Submitted by dnedev on Tue, 2015-08-11 12:50
The SKA is an international effort to build the world’s largest radio telescope, led by the SKA Organisation from the Jodrell Bank Observatory in the UK. The SKA will conduct transformational science to improve our understanding of the Universe and the laws of fundamental physics, monitoring the sky in unprecedented detail and mapping it hundreds of times faster than any current facility.
Initiated by the SKA Organisation and Amazon Web Services (AWS), the AstroCompute in the Cloud program is designed to accelerate tools and technique development for storage and analysis of the vast data volumes produced by modern telescopes. The team has received a grant from the SKAO-AWS to develop a Continuous Integration (CI) process for testing astronomical data processing workflows, to ensure that the system can sustainably handle growth in terms of both query complexity and data volume. In addition, it can monitor that software tools and algorithm updates work as expected, both in terms of new features and performance improvements.

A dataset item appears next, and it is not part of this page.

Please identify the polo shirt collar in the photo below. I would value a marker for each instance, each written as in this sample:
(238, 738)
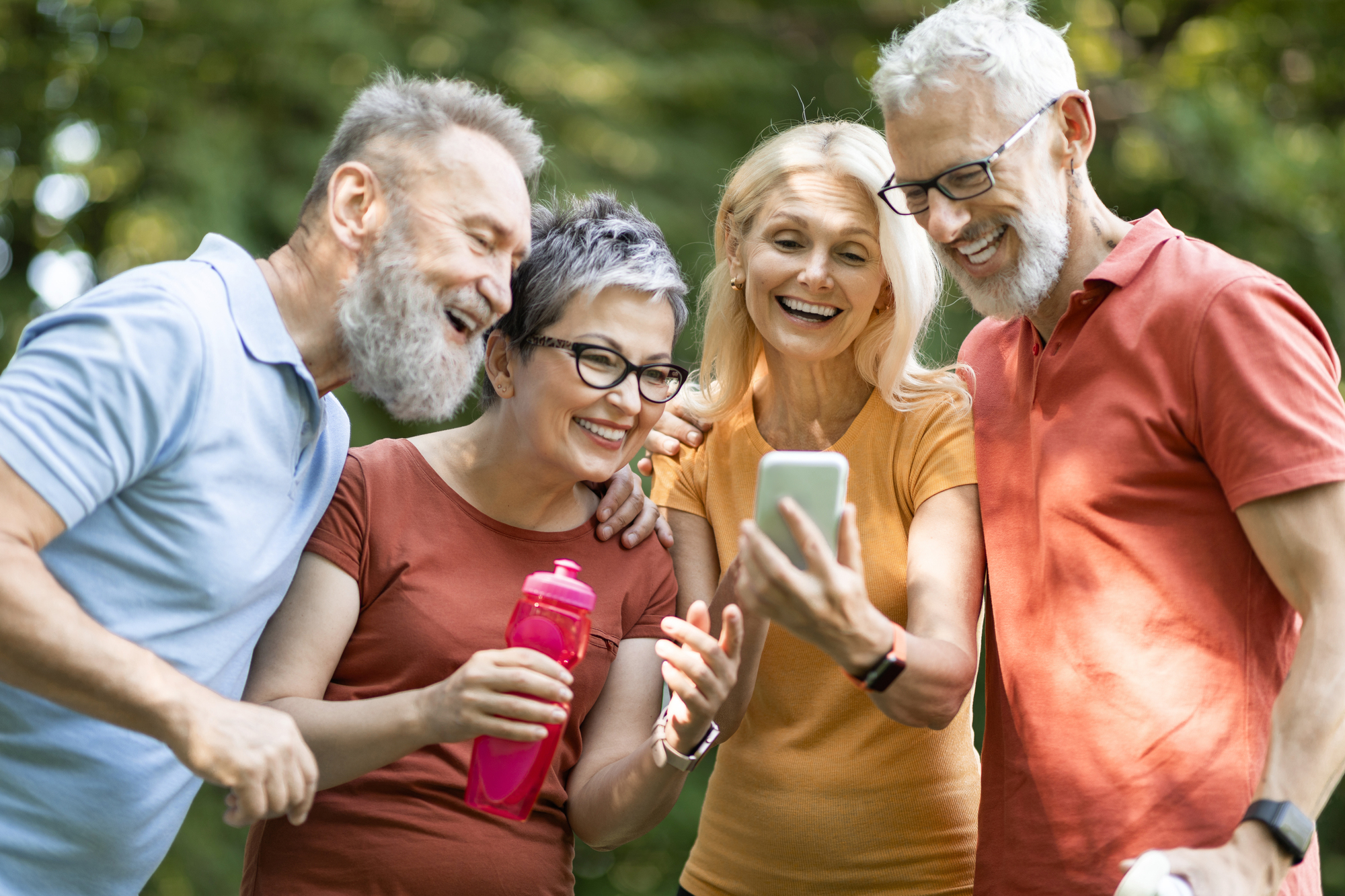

A critical component of a data processing pipeline is the database management system (DBMS). DBMSs are very efficient in both storing data, as well retrieving data quickly. Modern DBMSs also use common interfaces to make data access ubiquitous. This makes them great for many forms of data retrieval, including data mining, running machine learning algorithms for clustering or classification, as well as visualisation of the stored data. For the SKA AstroCompute project our team uses MonetDB, leveraging its in-line R capabilities for zero-copy data analysis and Data Vaults for no-hassle handling of external data files. The complete pipeline will run in the AWS cloud, scaling-up on incoming data or after software/algorithm updates, and scaling back down after the processing and validation is done.